Like in the physics case on Tuesday, there is also a trio -Jacques Dubochet, Joachim Frank and Richard Henderson – which won the Nobel prize in chemistry.
This year’s prize has been awarded for developing cryo-electron microscopy for the high resolution structure determination of biomolecules in solution.
Jacques Dubochet is from the University of Lausanne, Switzerland; Joachim Frank comes from the Columbia University, New York, USA and Richard Henderson from the MRC Laboratory of Molecular Biology, Cambridge, UK.
The cryo-electron microscopy both simplifies and improves the imaging of biomolecules. This method has moved biochemistry into a new era, says the Royal Swedish Academy of Sciences.
Electron microscopes were long believed to only be suitable for imaging dead matter, because the powerful electron beam destroys biological material. But in 1990, Richard Henderson succeeded in using an electron microscope to generate a three-dimensional image of a protein at atomic resolution. This breakthrough proved the technology’s potential.
Joachim Frank made the technology generally applicable. Between 1975 and 1986 he developed an image processing method in which the electron microscope’s fuzzy twodimensional images are analysed and merged to reveal a sharp three-dimensional structure.

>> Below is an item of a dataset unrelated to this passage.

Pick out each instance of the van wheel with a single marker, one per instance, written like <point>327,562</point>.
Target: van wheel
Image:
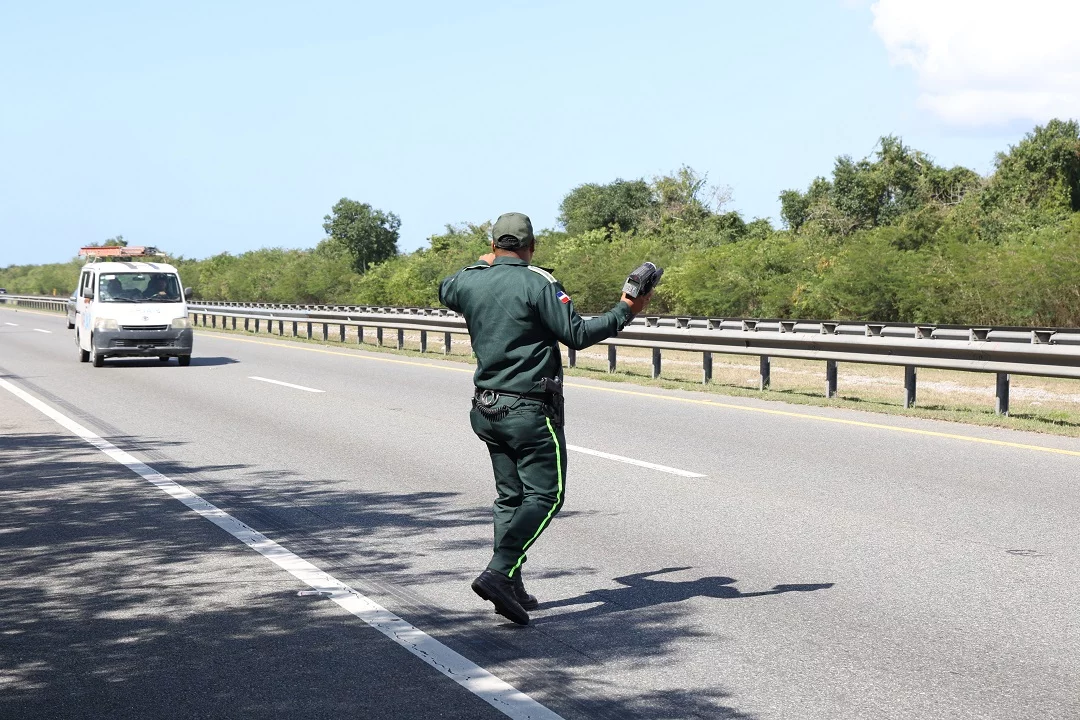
<point>95,357</point>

Jacques Dubochet added water to electron microscopy. Liquid water evaporates in the electron microscope’s vacuum, which makes the biomolecules collapse. In the early 1980s, Dubochet succeeded in vitrifying water – he cooled water so rapidly that it solidified in its liquid form around a biological sample, allowing the biomolecules to retain their natural shape even in a vacuum.

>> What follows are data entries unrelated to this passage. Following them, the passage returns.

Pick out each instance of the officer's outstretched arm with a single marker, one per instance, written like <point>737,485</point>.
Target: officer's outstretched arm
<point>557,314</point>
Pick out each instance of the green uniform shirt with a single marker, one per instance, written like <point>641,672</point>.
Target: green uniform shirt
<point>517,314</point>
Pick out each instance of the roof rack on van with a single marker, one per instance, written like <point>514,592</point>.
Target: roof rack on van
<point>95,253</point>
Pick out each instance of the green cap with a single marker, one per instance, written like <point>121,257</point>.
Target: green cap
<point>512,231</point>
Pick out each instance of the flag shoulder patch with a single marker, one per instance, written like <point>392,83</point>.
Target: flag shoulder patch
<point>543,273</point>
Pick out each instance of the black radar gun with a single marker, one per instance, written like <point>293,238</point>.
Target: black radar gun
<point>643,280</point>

Following these discoveries, the electron microscope’s every nut and bolt have been optimised. The desired atomic resolution was reached in 2013, and researchers can now routinely produce three-dimensional structures of biomolecules. In the past few years, scientific literature has been filled with images of everything from proteins that cause antibiotic resistance, to the surface of the Zika virus. Biochemistry is now facing an explosive development and is all set for an exciting future.